My partner and I met in a most, unusual way. I won't go into exactly how we met but suffice it to say that we met online and it is somewhat surprising that we met at all. When we first met we really weren't interested in each other and neither of us was interested in being in a relationship at all. Somehow we wound up meeting offline, in person, and somehow we wound up falling in love.

Somehow we figured out that we were pretty much perfect for each other. Somehow we wound up having all of this happen a few months before 2 of my good friends, who also became good friends of my partner, got married and invited us to their wedding. The wedding where we met the man who married them. This will become important a little later on.

Somehow Prop 8 in California passed the same night that Barrack Obama was elected President of the United States. Somehow my partner and I wound up helping to organize, in less than a week, one of the largest gay-rights protests in the history of Tennessee in response to the passage of Prop 8.

Somehow My partner and I wound up being able to buy a home and build a wonderful life together that included planning a vacation in San Francisco. Somehow this vacation wound up being just a couple of weeks after Judge Vaughn Walker ruled that Prop 8 was unconstitutional. A week later Judge Walker decided that the temporary stay he had issued should be lifted on August 18th, 2010, the day after we are to arrive in San Francisco for our vacation.
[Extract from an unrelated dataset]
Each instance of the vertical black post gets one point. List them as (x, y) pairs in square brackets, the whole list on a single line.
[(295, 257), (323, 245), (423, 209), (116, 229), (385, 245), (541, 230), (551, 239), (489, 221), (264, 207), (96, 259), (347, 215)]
San Francisco which is a short drive from Santa Cruz where the minister who performed my friend's wedding lives.

So we met, "by chance", we organized a protest of Prop 8 and now "by chance" we are going to be in California on the day Prop 8 is revoked and all people in California can marry the persons they love. "By Chance" we know a minister who lives near San Francisco who will be willing to marry to gay, punk, men.

"Chance"? I think none of this was really chance, and if you think God hates fags, well I think he brought me and my partner together and arranged for things to work out perfectly for us to get married (barring an emergency stay being granted to same sex marriage opponents). Yep, God loves fags, I have no doubt about that after experiencing my life.

Tuesday, August 10, 2010


A week or so ago news came out that Target donated $150,000.00 to a group supporting a conservative candidate for Governor in Minnesota. Target claims it supported this candidate because he is "business friendly" but many people were upset at the news because of the anti-gay stances this candidate has taken over the years. If Wal-Mart had supported the same candidate I doubt anyone would have noticed but Target has always promoted itself as a company that supports gay rights and so the donation the company made to support an anti-gay political candidate upset many.

The groups and individuals that have been calling for protests and boycotts of Target's stores across the country see this as a moral issue, someone should let them know that businesses aren't moral entities. Businesses exist to make a profit, plain and simple. The only businesses that care about gay rights are the companies that think support gay rights causes will help them increase their profits. They don't do it because it is the right thing to do or the moral thing to do, they do it because they hope it will put more money in their registers.

Nothing matters in the US anymore other than money. Target is doing exactly what any other large business would do, Yay capitalism.